These scenarios cause the ungraceful/forced reschedule workflows in Kubernetes to kick-in. They have significant implications on stateful workloads, with disk/volume unmount-detach and reattach-remount times in focus. As with the eviction by taint and drain scenarios, Litmus monitors end-application I/O and data integrity as part of the chaos experiment.
Sample utils for service chaos on GKE and AWS clusters can be viewed here and here, respectively.
Resource Exhaustion on Kubernetes Nodes
While we discussed simulating node conditions via eviction taints, it is also necessary to actually induce resource exhaustion such as CPU burn, Memory Hog, and Filled Disks to gauge real-time behavior. Litmus uses simple docker containers that run (a) a python program to keep appending large data to a growing string to consume system memory, and (b) a forkbomb used to cause process multiplication resulting in CPU burn.
(a) system memory consumption
(b) CPU burn via forkbomb
A node-action daemonset that mounts the host’s /var/run is used to execute docker commands that run the above containers with Litmus monitoring node status and end-application I/O. The sample chaos util for resource exhaustion can be found here. Disk/Capacity fill utils, available in Litmus currently, are implemented within the storage volume and storage pool layers using fio tool.
Kubernetes Node (instance) Failures
Litmus supports instance termination on AWS (KOPS based Kubernetes clusters) and Packet (Bare-metal cluster using kubeadm). Work is in progress to extend the similar capabilities to other platforms as well. The different impact is noticed when node failures are performed across platforms. For example, in the case of AWS, another instance with the same root disk is automatically brought up as the nodes are by default a part of the KOPS auto-scaling instance group. With Packet, however, the node remains shut down and can be subsequently powered-on. These behaviors expose different workflows of the underlying storage solution.
For AWS, Litmus uses chaostoolkit templates that are executed in a Kubernetes job, which in turns runs a custom container using chaostoolkit binary and is equipped with the desired libraries. The AWS access keys and instance details are passed as test inputs from the Litmus test job. The util is capable of random instance selection in a given Availability Zone, as well as termination of a specific instance.

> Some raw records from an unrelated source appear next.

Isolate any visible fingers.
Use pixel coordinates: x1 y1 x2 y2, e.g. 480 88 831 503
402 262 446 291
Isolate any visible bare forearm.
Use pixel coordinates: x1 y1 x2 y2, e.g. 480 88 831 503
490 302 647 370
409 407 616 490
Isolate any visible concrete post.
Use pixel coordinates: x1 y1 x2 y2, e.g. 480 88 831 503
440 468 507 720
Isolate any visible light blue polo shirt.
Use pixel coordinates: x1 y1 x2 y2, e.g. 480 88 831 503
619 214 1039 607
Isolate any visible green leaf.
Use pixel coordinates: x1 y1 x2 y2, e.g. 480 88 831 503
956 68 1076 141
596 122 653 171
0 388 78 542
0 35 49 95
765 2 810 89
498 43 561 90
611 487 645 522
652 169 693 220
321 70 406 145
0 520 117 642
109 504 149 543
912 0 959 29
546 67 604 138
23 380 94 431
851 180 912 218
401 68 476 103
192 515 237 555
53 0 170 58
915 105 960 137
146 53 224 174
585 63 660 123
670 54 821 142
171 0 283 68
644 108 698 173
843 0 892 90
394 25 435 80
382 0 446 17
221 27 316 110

For Packet, Litmus uses the Ansible Packet module to power-off and power-on the node instance, with the packet API keys, project id, node name and chaos duration passed as test inputs.

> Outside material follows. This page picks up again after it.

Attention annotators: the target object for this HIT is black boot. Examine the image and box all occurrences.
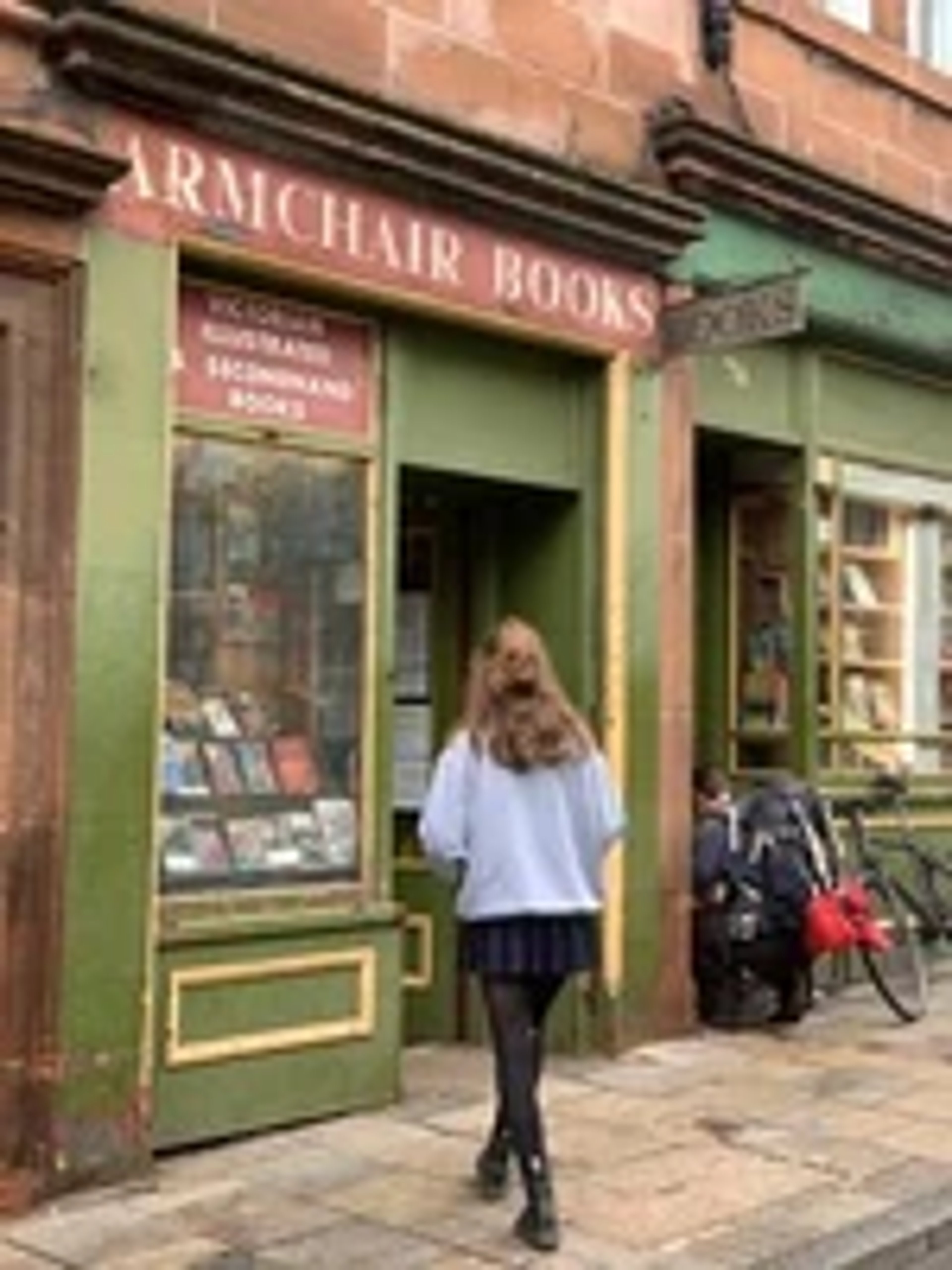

The AWS and Packet node failure chaos utils can be found here and here.
Disk Failures
Litmus currently supports disk failure chaos utils for Kubernetes clusters built on an AWS cloud. Work is in progress to extend this to other platforms. The AWS CLI and Boto Python SDK are used to force detach and reattach the EBS volumes used as the disk sources for the storage pools. As with other chaos tests, Litmus monitors the end-application I/O and data integrity over the course of the experiment.
A Sample EBS disk failure util can be found here.
Conclusion
At this point in Litmus’ journey, improving the automated analysis capabilities, increasing the chaos function coverage across components, creating greater support for common stateful applications, and enhancing the stability of existing chaos tests are the top priorities. However, as happy members of the chaos engineering community, we are always on the lookout for updates and new entrants in the ecosystem and any other ways we can contribute! We hope this article has been helpful in gaining a better understanding of how Litmus does chaos. As mentioned earlier, we always look forward to your feedback & comments!!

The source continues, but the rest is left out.